In an op-ed published on politico.com, Stephen H. Webb wrote, “Simply put, soccer – call it ‘football’ if you must – is a tragic game, and thus cuts deeply against the grain of the American ethos.  Americans are an optimistic people.  We like scoring too much to enjoy a game that is more about preventing success than achieving it.”

While I disagree with the basic premise of his column, I do agree that most Americans do not enjoy soccer.  I think it might be because most Americans do not truly understand the game, and that might be a generational thing.  Most people my age did not grow up playing the game.  We played football, basketball, ran track, and other sports, but very few of us played soccer.

According to the U.S. Youth Soccer Association, there were a total of 103,432 members in 1974.  Fast forward forty years, and there were over three million (3,055,148) in 2014.  That shows tremendous growth and tremendous potential for the sport in the United States.

Soccer might seem complicated, but in its essence, the “Beautiful Game” is really quite simple.  Eleven people try to put a ball into a large net and eleven more people try to prevent that from happening.  As with all games, it is obviously more complicated than that, but it truly is much, much easier to understand than our version of football which seems to amend and add rules on a yearly basis.

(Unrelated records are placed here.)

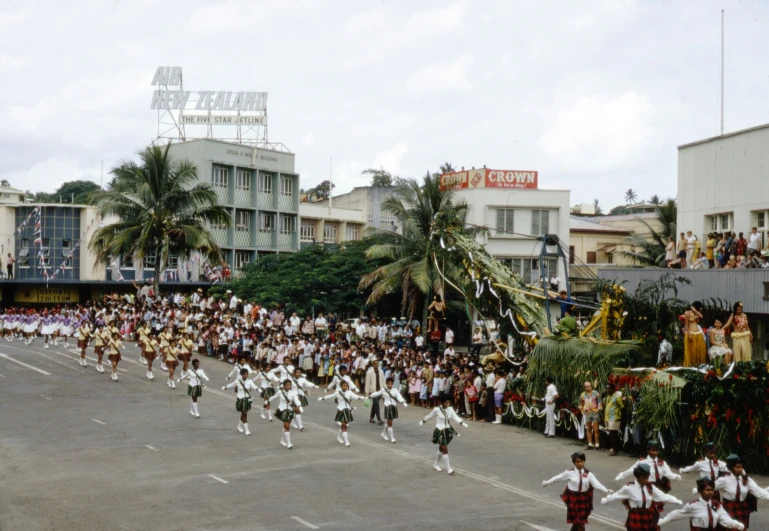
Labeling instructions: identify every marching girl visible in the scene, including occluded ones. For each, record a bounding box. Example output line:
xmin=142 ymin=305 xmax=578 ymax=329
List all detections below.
xmin=318 ymin=380 xmax=363 ymax=446
xmin=92 ymin=325 xmax=109 ymax=373
xmin=222 ymin=369 xmax=259 ymax=435
xmin=715 ymin=454 xmax=769 ymax=529
xmin=40 ymin=312 xmax=55 ymax=349
xmin=254 ymin=361 xmax=280 ymax=422
xmin=419 ymin=394 xmax=469 ymax=475
xmin=601 ymin=463 xmax=683 ymax=531
xmin=614 ymin=441 xmax=681 ymax=512
xmin=291 ymin=368 xmax=320 ymax=431
xmin=77 ymin=319 xmax=91 ymax=367
xmin=542 ymin=452 xmax=614 ymax=531
xmin=269 ymin=380 xmax=303 ymax=450
xmin=659 ymin=478 xmax=746 ymax=531
xmin=107 ymin=334 xmax=123 ymax=382
xmin=369 ymin=378 xmax=408 ymax=444
xmin=179 ymin=332 xmax=195 ymax=378
xmin=163 ymin=338 xmax=179 ymax=389
xmin=179 ymin=358 xmax=209 ymax=418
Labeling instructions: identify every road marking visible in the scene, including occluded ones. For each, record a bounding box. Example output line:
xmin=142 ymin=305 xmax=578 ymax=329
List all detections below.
xmin=521 ymin=520 xmax=555 ymax=531
xmin=0 ymin=352 xmax=51 ymax=376
xmin=291 ymin=516 xmax=320 ymax=529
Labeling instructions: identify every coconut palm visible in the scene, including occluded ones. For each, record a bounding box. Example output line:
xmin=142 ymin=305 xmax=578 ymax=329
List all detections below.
xmin=620 ymin=199 xmax=678 ymax=267
xmin=88 ymin=144 xmax=231 ymax=293
xmin=360 ymin=172 xmax=477 ymax=322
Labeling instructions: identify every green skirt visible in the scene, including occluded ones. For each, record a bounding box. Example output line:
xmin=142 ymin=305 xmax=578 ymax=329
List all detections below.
xmin=275 ymin=408 xmax=294 ymax=422
xmin=235 ymin=398 xmax=251 ymax=413
xmin=432 ymin=428 xmax=456 ymax=446
xmin=334 ymin=408 xmax=352 ymax=424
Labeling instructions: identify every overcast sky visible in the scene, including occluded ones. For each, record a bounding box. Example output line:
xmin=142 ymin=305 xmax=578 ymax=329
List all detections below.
xmin=0 ymin=0 xmax=769 ymax=207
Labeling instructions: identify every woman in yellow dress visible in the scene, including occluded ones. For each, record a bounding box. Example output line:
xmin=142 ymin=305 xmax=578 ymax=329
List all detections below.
xmin=684 ymin=301 xmax=707 ymax=367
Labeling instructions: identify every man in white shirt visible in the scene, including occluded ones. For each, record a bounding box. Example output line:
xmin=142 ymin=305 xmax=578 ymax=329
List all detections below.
xmin=748 ymin=227 xmax=761 ymax=256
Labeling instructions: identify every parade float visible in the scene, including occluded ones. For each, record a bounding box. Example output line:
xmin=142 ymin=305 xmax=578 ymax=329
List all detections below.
xmin=431 ymin=210 xmax=769 ymax=472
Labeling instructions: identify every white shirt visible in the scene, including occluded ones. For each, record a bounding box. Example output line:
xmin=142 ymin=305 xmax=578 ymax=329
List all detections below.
xmin=185 ymin=369 xmax=208 ymax=387
xmin=680 ymin=459 xmax=728 ymax=481
xmin=601 ymin=481 xmax=681 ymax=509
xmin=716 ymin=472 xmax=769 ymax=501
xmin=318 ymin=389 xmax=363 ymax=411
xmin=423 ymin=406 xmax=467 ymax=430
xmin=542 ymin=468 xmax=609 ymax=494
xmin=222 ymin=376 xmax=259 ymax=398
xmin=659 ymin=498 xmax=745 ymax=529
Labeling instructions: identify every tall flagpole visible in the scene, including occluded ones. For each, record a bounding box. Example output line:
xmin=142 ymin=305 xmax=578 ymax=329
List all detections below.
xmin=721 ymin=9 xmax=724 ymax=135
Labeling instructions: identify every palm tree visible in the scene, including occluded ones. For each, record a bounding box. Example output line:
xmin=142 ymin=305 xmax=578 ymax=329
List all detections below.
xmin=88 ymin=144 xmax=232 ymax=293
xmin=360 ymin=171 xmax=478 ymax=329
xmin=620 ymin=199 xmax=678 ymax=267
xmin=441 ymin=162 xmax=457 ymax=173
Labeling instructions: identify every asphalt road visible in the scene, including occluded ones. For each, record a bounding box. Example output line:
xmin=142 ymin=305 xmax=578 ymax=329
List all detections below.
xmin=0 ymin=340 xmax=769 ymax=531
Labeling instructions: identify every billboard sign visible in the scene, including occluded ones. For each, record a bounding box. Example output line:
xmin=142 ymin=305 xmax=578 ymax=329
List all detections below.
xmin=440 ymin=168 xmax=539 ymax=191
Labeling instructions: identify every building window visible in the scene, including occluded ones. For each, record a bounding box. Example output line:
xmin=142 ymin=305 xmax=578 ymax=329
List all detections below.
xmin=235 ymin=251 xmax=251 ymax=269
xmin=497 ymin=208 xmax=515 ymax=236
xmin=235 ymin=170 xmax=251 ymax=192
xmin=531 ymin=210 xmax=550 ymax=236
xmin=280 ymin=216 xmax=296 ymax=234
xmin=211 ymin=166 xmax=229 ymax=188
xmin=235 ymin=210 xmax=251 ymax=231
xmin=280 ymin=177 xmax=294 ymax=196
xmin=299 ymin=221 xmax=315 ymax=242
xmin=259 ymin=212 xmax=275 ymax=232
xmin=16 ymin=238 xmax=29 ymax=267
xmin=323 ymin=223 xmax=337 ymax=243
xmin=259 ymin=173 xmax=272 ymax=194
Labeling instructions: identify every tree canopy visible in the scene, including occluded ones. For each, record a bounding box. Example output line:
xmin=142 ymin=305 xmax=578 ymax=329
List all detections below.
xmin=219 ymin=240 xmax=377 ymax=316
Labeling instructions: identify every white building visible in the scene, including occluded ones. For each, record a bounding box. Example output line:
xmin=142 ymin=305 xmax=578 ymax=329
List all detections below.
xmin=441 ymin=168 xmax=570 ymax=287
xmin=678 ymin=124 xmax=769 ymax=245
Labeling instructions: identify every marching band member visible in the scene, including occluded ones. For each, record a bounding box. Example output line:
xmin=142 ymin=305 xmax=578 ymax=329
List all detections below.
xmin=419 ymin=394 xmax=469 ymax=475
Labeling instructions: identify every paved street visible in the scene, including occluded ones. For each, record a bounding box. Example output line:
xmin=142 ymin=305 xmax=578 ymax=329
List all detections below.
xmin=0 ymin=341 xmax=769 ymax=531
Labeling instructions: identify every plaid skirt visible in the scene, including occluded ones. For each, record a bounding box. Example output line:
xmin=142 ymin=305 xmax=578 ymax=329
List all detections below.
xmin=235 ymin=398 xmax=251 ymax=413
xmin=561 ymin=487 xmax=593 ymax=525
xmin=334 ymin=408 xmax=352 ymax=424
xmin=625 ymin=507 xmax=660 ymax=531
xmin=721 ymin=498 xmax=751 ymax=529
xmin=385 ymin=406 xmax=398 ymax=420
xmin=431 ymin=428 xmax=456 ymax=446
xmin=275 ymin=408 xmax=294 ymax=422
xmin=259 ymin=387 xmax=275 ymax=400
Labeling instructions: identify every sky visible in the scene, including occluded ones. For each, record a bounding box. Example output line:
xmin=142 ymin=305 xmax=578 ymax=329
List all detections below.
xmin=0 ymin=0 xmax=769 ymax=209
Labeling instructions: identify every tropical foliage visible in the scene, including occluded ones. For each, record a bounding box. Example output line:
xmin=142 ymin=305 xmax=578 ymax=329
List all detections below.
xmin=620 ymin=199 xmax=678 ymax=267
xmin=89 ymin=145 xmax=231 ymax=292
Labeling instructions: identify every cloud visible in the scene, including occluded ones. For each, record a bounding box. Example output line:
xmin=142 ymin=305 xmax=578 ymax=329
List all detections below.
xmin=539 ymin=90 xmax=655 ymax=172
xmin=406 ymin=54 xmax=473 ymax=92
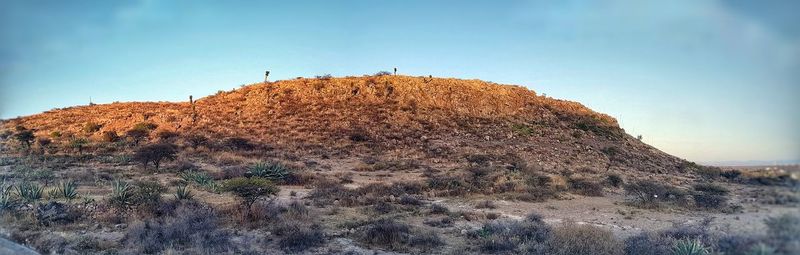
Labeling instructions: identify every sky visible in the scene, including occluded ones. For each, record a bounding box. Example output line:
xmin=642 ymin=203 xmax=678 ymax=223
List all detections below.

In short, give soccer a chance…you might like it.  I think David Beckham, footballer extraordinaire, summed it up best when he said, “Soccer is a magical game.”

Sporting must-sees for May 1-3

This week is easy – the much-anticipated fight between Floyd Mayweather and Manny Pacquiao is the clear choice this weekend.  It is being shown on Showtime PPV with pre-fight coverage starting at 8pm.